The partial restoration of the Ability to Benefit provision of the Higher Education Act extends Pell grant access to low-income students without a high school diploma or its equivalent if they are co-enrolled in an approved career pathways program. Jobs for the Future has been a leader in working toward restoring this provision.
Through initiatives such as Accelerating Opportunity, JFF is helping adult learners without a high school credential earn postsecondary credentials that lead to well-paying jobs and rewarding careers. Results from this initiative show dramatic increases in the completion rates of students in these structured career pathways programs. For example, in Kentucky 68% of Accelerating Opportunity students are earning a credential as compared to 9% from the comparison group.
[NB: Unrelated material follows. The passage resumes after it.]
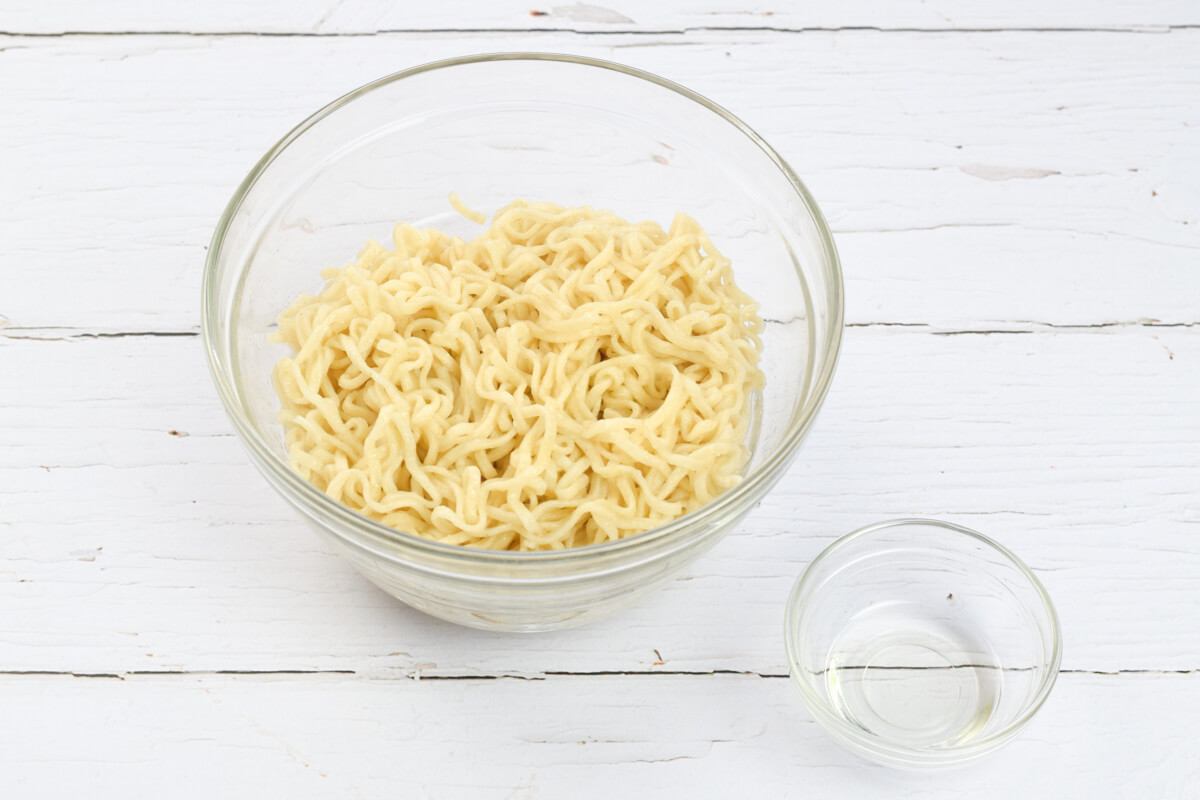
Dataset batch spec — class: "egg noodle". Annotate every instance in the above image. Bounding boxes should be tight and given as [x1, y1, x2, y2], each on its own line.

Accelerating Opportunity and related initiatives are addressing growing national need. According to data from the U.S. Department of Education, only 2.4 percent of more than 2 million adult education students annually enroll in, much less complete, any postsecondary education. Restoring access to Pell grants for these students is a critical step in ensuring access to programs like Accelerating Opportunity.
Congress is expected to vote as early as today on the 2015 Omnibus Appropriations Bill, the legislation that will provide discretionary funding for the vast majority of the federal government for the current fiscal year. If enacted, this provision will allow thousands of deserving, low-income students to earn the education, skills, and credentials required for today’s high-demand jobs.
JFF applauds appropriators for including this important provision—and we look forward to the bill’s passage and enactment—hopefully later this week.